Manitoba continues with efforts to modernize early learning and child care (ELCC), building a stronger and more responsive system to ensure high-quality, affordable and accessible services for all families and to advance Manitoba’s economic growth by supporting parents to participate in the workforce.

Overview

On August 9, 2021, the Governments of Canada and Manitoba signed the new Canada-Manitoba, Canada-Wide Early Learning and Child Care Agreement. The agreement will provide $1.2 billion in federal funding over the next five years to reduce licensed child care costs for families to an average out-of-pocket cost for parents of $10/day and to expand access to more quality, inclusive child care spaces for children zero to six years of age.

Throughout fall 2021, Manitoba and Canada worked towards finalizing Manitoba’s Action Plan, released on December 21, 2021. The action plan initiatives focus on the unique needs of Manitoba families, communities and child care providers and provides the building blocks to inform further development of these and other initiatives through consultation and engagement with parents and the early learning and child care sector.
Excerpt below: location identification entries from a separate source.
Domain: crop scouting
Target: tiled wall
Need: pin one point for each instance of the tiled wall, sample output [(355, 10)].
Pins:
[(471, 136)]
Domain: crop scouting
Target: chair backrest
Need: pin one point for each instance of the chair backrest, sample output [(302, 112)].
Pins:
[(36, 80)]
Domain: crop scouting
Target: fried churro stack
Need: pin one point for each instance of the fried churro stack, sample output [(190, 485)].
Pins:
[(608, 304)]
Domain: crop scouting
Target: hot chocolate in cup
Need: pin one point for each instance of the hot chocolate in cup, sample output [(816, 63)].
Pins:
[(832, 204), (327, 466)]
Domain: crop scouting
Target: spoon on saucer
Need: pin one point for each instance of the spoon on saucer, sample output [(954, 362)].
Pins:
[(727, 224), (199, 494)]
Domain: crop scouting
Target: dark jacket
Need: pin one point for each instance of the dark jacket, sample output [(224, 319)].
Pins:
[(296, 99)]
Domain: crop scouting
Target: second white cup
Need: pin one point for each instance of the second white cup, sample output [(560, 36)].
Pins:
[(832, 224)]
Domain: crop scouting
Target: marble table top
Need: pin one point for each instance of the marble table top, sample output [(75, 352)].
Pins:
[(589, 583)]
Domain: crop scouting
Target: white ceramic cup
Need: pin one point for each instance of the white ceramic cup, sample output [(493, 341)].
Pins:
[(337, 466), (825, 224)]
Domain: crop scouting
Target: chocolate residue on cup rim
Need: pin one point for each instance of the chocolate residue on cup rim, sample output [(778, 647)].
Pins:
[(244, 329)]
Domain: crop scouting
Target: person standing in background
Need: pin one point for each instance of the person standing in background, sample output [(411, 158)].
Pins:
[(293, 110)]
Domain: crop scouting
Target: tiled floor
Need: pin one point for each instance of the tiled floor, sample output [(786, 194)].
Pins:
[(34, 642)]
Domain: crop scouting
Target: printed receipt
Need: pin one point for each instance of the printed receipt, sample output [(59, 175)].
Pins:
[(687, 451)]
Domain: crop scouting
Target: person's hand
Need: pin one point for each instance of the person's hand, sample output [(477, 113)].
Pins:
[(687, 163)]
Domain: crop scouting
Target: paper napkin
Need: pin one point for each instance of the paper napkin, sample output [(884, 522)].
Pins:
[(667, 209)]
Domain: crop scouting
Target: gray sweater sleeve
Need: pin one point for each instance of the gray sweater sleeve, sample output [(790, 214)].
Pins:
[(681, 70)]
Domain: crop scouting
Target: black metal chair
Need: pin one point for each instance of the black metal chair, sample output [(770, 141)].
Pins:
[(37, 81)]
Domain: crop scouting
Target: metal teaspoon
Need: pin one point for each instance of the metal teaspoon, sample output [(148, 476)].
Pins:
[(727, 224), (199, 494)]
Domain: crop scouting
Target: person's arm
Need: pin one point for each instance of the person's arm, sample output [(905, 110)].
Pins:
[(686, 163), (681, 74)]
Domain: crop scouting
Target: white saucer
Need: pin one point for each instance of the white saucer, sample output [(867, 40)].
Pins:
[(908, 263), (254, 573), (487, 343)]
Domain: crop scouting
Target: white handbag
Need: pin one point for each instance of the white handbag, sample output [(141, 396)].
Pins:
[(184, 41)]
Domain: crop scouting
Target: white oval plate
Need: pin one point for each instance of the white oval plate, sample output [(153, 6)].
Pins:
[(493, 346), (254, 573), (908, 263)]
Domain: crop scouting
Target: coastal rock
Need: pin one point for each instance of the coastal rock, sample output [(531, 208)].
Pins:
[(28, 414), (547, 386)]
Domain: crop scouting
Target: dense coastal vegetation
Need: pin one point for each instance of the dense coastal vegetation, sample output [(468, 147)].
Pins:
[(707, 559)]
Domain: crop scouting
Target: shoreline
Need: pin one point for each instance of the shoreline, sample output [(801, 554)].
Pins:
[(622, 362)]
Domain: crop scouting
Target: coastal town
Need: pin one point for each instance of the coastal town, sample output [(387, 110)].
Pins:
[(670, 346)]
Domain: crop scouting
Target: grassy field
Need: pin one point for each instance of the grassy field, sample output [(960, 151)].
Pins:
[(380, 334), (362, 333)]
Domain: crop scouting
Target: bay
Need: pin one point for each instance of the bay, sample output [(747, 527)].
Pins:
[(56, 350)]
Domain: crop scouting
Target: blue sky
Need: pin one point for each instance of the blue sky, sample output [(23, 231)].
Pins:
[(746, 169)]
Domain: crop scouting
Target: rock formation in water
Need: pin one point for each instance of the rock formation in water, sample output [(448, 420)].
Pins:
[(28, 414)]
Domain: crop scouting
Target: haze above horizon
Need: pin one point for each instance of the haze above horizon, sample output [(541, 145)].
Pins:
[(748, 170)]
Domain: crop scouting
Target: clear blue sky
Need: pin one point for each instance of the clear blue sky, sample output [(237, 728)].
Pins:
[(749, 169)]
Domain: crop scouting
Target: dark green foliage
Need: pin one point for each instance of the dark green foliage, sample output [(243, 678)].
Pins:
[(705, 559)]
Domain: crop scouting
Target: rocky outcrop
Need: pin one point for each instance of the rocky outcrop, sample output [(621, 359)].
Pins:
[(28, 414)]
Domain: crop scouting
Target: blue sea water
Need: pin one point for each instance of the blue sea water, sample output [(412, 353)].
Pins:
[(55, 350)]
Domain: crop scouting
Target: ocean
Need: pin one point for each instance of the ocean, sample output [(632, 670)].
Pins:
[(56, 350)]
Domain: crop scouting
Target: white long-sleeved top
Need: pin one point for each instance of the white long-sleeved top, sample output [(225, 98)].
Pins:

The Canada-Manitoba, Canada-Wide ELCC Agreement, is the one of three federal allocations under the two Agreements intended to promote growth and stability of the regulated child care sector. Along with the extension of the Canada-Manitoba Early Learning and Child Care Agreement that includes one-time workforce funding, the agreements’ action plans will inform Manitoba’s roadmap for transformation of the current ELCC system. The extended Canada-Manitoba ELCC agreements are in the final stages of negotiations and will be shared here when they are available.

Key Priorities

The agreements between Canada and Manitoba establish a partnership to continue working towards implementing an accessible system capable of growing to meet the needs of all families looking for a licensed child care space, prioritizing those that are higher in need.  This systemic transformation is based on a common set of interrelated principles:

  • Accessibility - Improved responsiveness of the early learning and child care system through greater flexibility in operational hours, expansion of child care spaces and choice.
  • Affordability - Balanced affordability of child care fees based on income levels  with financial assistance for providers through a modernized, equitable funding approach
  • Quality - Improved child care services through attraction and retention of quality child care educators including training, curriculum redevelopment for child care programming, a certification process that supports career laddering and enhanced wages.
  • Inclusivity - Enhanced adaptable curriculum framework to integrate Indigenous, cultural and community perspectives ensuring vulnerable communities – including children with disabilities and children needing enhanced or individual supports, racialized children, children of newcomers, and official language minorities – have equitable access to regulated child care spaces.
  • Reporting - Enhanced and/or new IT business solutions to demonstrate sound potential for favourable returns on investment through on-going cost- benefit analyses of child care investments producing solid results towards a sustainable long-term funding and capacity building approach.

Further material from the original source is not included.